In the case C-327/18PPU, the Court of Justice of the European Union (“the Court”) was for the first time confronted with the interpretation of article 50 TUE relating to the withdrawal of the United Kingdom from the EU and the Council Framework Decision on the European arrest warrant. In this context, the Irish High Court requested a preliminary ruling from the Court in order to determine whether Ireland is required to decline to surrender to the United Kingdom (“the UK”) a person who is the subject of a European arrest warrant and who claimed that, given the uncertainty as to the law which will be in place in the United Kingdom after its withdrawal from the EU, the rights which he enjoys under EU law will not be guaranteed.

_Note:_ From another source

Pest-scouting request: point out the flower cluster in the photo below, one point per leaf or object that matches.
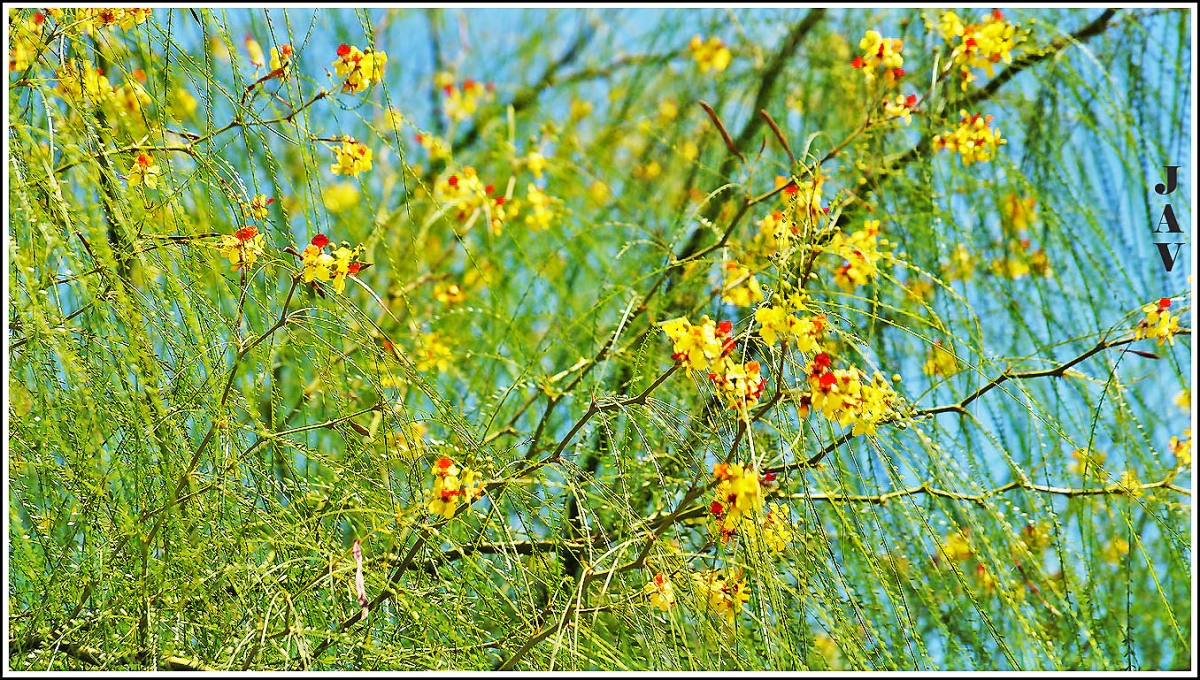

By combining a textual and a teleological interpretation, the Court recalled the principles underlying the European arrest warrant, most notably the principles of mutual trust and mutual recognition, while noting that the Framework Decision expressly enumerates a limited number of exceptions to the execution of such a warrant. Quoting its recent judgment Aranyosi and Căldăraru, the Court recalled that the principles of mutual trust and mutual recognition could exceptionally be limited in exceptional circumstances, as for instance in the case when the person surrendered may be subject to inhuman or degrading treatment within the meaning of article 4 of the Charter of Fundamental Rights of the European Union (“the Charter”). After stressing the absolute nature of this provision of the Charter, the Court further evoked the need to require additional information to the issuing authority to assess whether there is a real risk of inhuman or degrading treatment.
Continuing its line of reasoning, the Court stated that a mere notification by the UK of its intention to withdraw from the EU cannot be regarded as an exceptional circumstance since it does not have the effect of suspending the application of EU law in the UK as long as the actual withdrawal from the EU does not take place.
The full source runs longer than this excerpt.